Они стали пререкаться. Я рассказал им про сандружинницу Олю — разбитную девушку с короткой стрижкой. Она тоже курила, не отказывалась от «наркомовских», не лезла за словом в карман и вообще казалась мне грубой. И я решил, что Оля плохо обрабатывает раны и вместо ласковых слов дерзит раненым. Так я думал до тех пор, пока меня не садануло в руку. Вначале я ничего не понял, только почувствовал — обожгло. Потом увидел кровавое пятно. Ткань на рукаве быстро пропитывалась кровью, пятно увеличивалось. Прислонившись к дереву, я с ужасом смотрел, как капает на влажные листья моя кровь. Хотелось кричать, но не было сил. Решил, что рана, должно быть, опасная, и, ловя ухом шум удалявшегося боя, закрыл глаза… Я не заметил, откуда появилась Оля, начал соображать, только когда она, усадив меня на поваленное взрывом дерево, укрытое кустами, разорвала рукав и подула на рану.
Ее быстрые, ловкие пальцы ощупали предплечье, и я сразу почувствовал облегчение. И совсем ободрился, когда Оля произнесла своим хрипловатым голосом: «Ничего страшного, родненький! Кость цела. Полежишь в медсанбате две недельки — и назад. — Она вывела меня на безопасное место, ласково спросила: — Дойдешь?»
Пробыл я в медсанбате, как и предсказала сандружинница, ровно две недели. А когда возвратился, Оли уже не было — она погибла накануне. Вместо нее прислали пожилого, медлительного сержанта, у которого были не руки, а ручищи. Глядя на него, я вспоминал Олю и тихо горевал.
— И все-таки война не женское дело! — воскликнул Волков.
— Это уже другой вопрос, — ответил Самарин. — Свой вклад в общее дело наши женщины внесли. И какой вклад! Шахтеры — тоже не женская профессия. Я в Горловке видел женщин-шахтерок.
— Женщина — существо нежное, и вдруг с кайлом и лопатой, — продолжал Волков.
— А что было делать? Только наши женщины способны на такое. Вспомни: «В игре ее конный не словит, в беде не сробеет, спасет: коня на скаку остановит, в горящую избу войдет».
Волков поднял руки:
— Сдаюсь! Филологов не переспоришь — у них голова цитатами набита. Это, как тяжелая артиллерия, действует.
Вошел Гермес. На лице блуждала улыбка, глаза сияли.
Волков воскликнул с шутливым трагизмом:
— Еще одна жертва любви! Мир никогда не узнает великого математика, каким мог бы стать Гермес Дурдыев.
— Почему? — Гермес поморгал.
— Перед твоим приходом я доказывал филологам, что математики — люди с трезвым умом. А ты…
— Что я?
— Взял и влюбился!
— Перестань балаганить. — Самарин прошелся по комнате. — У Гермеса сегодня, может, самый счастливый день в жизни, а ты, Волков, все портишь.
— Что думаю, то и говорю, — проворчал тот.
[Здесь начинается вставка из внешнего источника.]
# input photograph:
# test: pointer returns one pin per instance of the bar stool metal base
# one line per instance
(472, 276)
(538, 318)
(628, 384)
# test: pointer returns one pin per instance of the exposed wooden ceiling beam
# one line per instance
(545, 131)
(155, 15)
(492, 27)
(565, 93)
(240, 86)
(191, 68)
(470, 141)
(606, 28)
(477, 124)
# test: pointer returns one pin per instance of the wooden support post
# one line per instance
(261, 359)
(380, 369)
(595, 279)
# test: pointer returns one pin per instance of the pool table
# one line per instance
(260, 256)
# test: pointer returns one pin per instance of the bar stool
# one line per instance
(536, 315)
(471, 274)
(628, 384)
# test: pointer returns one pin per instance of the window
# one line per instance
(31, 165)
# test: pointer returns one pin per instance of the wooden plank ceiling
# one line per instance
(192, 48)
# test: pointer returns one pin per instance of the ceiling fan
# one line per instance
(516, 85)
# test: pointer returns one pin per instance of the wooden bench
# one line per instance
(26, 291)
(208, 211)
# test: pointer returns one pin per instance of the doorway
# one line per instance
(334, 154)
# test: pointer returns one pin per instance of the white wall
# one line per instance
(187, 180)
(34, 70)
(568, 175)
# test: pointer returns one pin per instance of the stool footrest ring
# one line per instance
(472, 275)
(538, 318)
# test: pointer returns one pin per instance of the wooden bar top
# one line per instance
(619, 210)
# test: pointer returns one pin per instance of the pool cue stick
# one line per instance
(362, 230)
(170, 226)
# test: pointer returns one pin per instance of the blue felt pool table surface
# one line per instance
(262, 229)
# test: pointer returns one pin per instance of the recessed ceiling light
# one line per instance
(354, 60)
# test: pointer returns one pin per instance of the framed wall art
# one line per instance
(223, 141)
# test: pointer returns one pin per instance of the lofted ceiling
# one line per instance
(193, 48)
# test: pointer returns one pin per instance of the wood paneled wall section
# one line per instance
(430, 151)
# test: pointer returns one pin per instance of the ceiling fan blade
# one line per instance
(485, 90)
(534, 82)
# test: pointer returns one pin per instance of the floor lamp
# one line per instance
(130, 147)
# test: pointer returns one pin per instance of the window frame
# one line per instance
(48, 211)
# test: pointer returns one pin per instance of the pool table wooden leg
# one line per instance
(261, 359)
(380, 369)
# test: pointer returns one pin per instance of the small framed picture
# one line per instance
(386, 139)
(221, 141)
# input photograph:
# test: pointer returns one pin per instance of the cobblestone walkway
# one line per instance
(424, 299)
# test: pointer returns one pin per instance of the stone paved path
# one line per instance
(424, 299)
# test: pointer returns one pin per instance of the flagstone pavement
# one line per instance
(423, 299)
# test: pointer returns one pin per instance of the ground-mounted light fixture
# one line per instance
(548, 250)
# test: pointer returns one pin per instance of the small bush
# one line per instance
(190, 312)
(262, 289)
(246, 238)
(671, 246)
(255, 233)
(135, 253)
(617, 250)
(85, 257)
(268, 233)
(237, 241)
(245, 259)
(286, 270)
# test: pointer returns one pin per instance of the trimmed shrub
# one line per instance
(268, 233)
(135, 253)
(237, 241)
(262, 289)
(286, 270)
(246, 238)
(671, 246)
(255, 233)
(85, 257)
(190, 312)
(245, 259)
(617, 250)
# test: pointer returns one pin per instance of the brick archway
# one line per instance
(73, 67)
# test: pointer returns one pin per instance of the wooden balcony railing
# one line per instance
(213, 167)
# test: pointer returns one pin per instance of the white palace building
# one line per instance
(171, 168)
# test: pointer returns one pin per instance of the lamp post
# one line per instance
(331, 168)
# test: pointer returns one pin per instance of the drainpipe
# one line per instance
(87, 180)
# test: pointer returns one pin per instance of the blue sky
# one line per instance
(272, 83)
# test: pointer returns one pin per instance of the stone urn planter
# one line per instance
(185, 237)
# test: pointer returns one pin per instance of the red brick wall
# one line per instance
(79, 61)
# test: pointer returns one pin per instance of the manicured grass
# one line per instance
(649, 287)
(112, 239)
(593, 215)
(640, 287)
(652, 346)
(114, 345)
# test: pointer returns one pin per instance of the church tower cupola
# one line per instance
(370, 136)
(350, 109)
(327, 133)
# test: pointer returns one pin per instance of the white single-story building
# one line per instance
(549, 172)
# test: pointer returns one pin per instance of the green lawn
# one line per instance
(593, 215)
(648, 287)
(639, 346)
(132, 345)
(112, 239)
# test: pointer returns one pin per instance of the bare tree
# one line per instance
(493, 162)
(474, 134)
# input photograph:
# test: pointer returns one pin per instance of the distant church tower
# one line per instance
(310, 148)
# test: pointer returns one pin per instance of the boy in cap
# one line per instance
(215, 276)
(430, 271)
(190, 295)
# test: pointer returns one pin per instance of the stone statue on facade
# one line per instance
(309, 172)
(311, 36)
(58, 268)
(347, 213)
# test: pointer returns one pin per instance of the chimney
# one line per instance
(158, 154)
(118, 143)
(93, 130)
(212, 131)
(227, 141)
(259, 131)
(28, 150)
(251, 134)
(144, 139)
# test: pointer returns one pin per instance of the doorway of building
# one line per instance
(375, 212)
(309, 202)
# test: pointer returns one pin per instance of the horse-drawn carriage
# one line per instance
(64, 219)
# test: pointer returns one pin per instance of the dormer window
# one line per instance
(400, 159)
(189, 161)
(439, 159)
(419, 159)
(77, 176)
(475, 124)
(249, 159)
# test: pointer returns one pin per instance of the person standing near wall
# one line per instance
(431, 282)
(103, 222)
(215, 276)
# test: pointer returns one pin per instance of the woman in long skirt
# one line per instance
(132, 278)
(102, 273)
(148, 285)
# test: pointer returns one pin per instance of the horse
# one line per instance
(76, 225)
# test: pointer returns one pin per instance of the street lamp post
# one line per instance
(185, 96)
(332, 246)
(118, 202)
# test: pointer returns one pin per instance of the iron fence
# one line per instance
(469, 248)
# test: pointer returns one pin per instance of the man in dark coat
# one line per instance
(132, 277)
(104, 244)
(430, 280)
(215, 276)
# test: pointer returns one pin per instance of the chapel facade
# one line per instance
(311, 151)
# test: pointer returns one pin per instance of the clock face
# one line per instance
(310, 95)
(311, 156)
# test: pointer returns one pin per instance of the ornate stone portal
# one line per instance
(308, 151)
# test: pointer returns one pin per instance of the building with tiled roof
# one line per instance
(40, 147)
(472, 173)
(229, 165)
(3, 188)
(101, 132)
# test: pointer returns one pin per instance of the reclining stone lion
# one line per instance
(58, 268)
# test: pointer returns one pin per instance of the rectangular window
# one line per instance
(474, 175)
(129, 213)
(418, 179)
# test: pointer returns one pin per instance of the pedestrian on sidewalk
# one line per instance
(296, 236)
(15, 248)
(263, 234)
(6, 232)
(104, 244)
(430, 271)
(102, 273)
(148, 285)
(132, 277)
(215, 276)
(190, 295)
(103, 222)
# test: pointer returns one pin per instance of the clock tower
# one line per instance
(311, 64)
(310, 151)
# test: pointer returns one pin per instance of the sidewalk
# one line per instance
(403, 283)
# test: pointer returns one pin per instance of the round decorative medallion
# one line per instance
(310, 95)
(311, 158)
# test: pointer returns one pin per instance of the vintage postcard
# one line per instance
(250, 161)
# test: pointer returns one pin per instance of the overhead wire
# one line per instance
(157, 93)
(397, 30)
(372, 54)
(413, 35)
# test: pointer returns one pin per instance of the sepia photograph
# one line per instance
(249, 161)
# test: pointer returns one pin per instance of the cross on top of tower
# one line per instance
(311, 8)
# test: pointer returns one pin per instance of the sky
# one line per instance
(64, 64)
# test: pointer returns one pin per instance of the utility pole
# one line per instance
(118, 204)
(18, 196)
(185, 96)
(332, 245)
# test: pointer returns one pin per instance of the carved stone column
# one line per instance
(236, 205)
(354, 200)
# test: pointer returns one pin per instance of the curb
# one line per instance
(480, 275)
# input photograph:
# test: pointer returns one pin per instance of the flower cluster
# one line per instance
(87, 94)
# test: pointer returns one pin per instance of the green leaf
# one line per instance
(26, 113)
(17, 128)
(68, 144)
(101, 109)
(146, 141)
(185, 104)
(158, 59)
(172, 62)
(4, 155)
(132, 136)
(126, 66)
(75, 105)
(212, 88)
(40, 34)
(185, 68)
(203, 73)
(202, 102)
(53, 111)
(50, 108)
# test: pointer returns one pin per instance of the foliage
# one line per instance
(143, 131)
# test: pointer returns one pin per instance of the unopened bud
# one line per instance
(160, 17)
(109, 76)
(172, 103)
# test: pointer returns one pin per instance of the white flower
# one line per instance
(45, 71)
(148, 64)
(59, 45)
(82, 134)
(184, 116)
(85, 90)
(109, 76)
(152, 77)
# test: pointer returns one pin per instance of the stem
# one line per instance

— Не всегда это надо делать! — отрезал Самарин. И добавил: — Давайте спать, ребята, уже без десяти двенадцать…
Прошло всего полдня, как я очутился в этой комнате, а мне казалось — живу тут вечно. Я даже Гермеса перестал называть про себя пижоном, потому что понял: он оделся во все самое лучшее «по уважительной причине». Я бы тоже, собираясь на свидание, принарядился, если бы было во что. Но, кроме ветхой гимнастерки, хлопчатобумажных армейских брюк с заплатой на самом видном месте, стоптанных кирзовых сапог да скомканного носового платка, служившего в случае необходимости и полотенцем, у меня ничего не было, и я подумал, что теперь, получив стипендию, надо будет купить хоть телогрейку: скоро начнутся холода, правда, не такие, как в Москве, но все же, должно быть, ощутимые, и в одной гимнастерке при всем желании не проходишь, а если придется встретиться с Алией (мне почему-то казалось, что мы обязательно встретимся), то со стыда сгоришь, представ перед ней в таком, как сейчас, виде.